Aim. This study aims to identify patterns in sensory data to determine descriptors of dynamic balance during walking in individuals with varying degrees of lower limb function impairment. Materials and methods. Data acquisition was performed using the Xsens MTw Awinda motion capture system and Xsens MVN Analyze software.
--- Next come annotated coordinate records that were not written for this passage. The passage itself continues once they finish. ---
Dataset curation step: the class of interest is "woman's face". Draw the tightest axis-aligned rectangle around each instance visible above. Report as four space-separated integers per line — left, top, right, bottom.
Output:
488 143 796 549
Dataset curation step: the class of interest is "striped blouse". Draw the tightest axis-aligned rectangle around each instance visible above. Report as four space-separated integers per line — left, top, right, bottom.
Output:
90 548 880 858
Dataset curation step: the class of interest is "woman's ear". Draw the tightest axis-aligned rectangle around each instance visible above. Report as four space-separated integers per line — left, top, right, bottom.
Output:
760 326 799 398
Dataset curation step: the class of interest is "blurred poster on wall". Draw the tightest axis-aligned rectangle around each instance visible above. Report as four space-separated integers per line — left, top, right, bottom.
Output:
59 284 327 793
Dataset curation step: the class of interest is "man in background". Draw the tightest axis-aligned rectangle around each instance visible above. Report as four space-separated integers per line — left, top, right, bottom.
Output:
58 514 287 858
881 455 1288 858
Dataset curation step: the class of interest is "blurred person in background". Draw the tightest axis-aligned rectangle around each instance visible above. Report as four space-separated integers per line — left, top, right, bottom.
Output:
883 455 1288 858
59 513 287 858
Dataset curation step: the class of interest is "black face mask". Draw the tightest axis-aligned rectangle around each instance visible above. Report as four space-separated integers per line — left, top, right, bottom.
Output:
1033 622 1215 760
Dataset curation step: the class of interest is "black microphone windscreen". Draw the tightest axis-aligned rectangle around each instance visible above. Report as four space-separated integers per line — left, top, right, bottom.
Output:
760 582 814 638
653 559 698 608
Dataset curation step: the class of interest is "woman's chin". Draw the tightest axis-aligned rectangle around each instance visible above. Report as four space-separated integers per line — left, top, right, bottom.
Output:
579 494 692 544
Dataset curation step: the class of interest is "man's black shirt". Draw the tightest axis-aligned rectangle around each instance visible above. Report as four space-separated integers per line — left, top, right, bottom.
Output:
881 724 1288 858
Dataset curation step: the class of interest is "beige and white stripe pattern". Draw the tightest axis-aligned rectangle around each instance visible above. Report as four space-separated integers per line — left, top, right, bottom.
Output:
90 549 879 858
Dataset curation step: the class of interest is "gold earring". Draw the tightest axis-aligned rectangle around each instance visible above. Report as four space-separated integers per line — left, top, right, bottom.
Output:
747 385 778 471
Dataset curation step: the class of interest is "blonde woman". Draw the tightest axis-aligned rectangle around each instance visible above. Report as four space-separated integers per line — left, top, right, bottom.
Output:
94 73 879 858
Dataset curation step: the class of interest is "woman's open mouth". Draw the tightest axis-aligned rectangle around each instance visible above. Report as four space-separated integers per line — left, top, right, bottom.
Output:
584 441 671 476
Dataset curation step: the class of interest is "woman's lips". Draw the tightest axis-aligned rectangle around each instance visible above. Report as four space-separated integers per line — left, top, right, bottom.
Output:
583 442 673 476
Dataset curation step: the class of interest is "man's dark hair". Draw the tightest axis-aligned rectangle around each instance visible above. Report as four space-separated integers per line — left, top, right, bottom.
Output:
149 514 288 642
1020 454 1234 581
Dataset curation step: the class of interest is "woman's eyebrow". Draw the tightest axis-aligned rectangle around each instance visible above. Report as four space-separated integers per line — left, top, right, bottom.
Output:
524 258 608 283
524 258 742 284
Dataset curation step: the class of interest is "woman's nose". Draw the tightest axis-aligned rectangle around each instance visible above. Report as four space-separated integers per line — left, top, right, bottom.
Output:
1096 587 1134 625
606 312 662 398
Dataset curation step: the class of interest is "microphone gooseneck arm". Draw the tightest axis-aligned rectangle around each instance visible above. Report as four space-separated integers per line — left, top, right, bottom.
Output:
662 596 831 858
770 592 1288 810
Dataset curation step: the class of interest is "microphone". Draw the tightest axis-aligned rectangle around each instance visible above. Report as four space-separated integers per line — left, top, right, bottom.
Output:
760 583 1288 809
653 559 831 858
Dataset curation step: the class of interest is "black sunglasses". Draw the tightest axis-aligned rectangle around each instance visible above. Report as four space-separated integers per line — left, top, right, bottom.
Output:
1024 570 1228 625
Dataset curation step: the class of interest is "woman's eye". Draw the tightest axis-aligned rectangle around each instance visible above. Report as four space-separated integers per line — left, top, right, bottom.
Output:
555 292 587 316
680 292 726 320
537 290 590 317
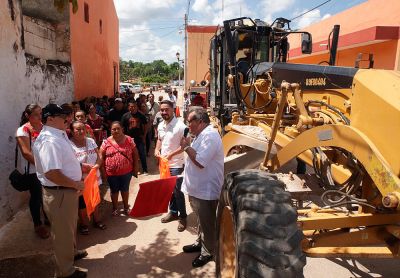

Our analysis focused on assessing the variability of vertical ground reaction forces in lower limb segments, comparing values between adjacent segments (paired Student’s t-test), and examining relationships between adjacent segments’ reactions (foot-pelvis; Pearson’s r) in three subjects with a history of lower limb injuries of varying severity. Results. Data from MIMU sensors provided as sensory networks (body segments: pelvis, hips, shins, and feet) allow for accurate assessment of acceleration (vertical ground reaction) of each segment in individuals with varying severity of neuromuscular lower limb impairment. These characteristics serve as descriptors of neuromuscular interaction of adjacent lower limb segments, reflecting gait asymmetry in subjects. Conclusion. The identified descriptors (variability, consistency, interconnection) are of utmost importance for the development of anthropomorphic prostheses, habilitation and prosthetic rehabilitation protocols, and neural network classifiers for lower limb neuromuscular disorders.

Author Biographies

P. Baiguzhin , South Ural State University, Chelyabinsk, Russia

Doctor of Biological Sciences, Leading Researcher, Research Center for Sports science, South Ural State University, Chelyabinsk, Russia.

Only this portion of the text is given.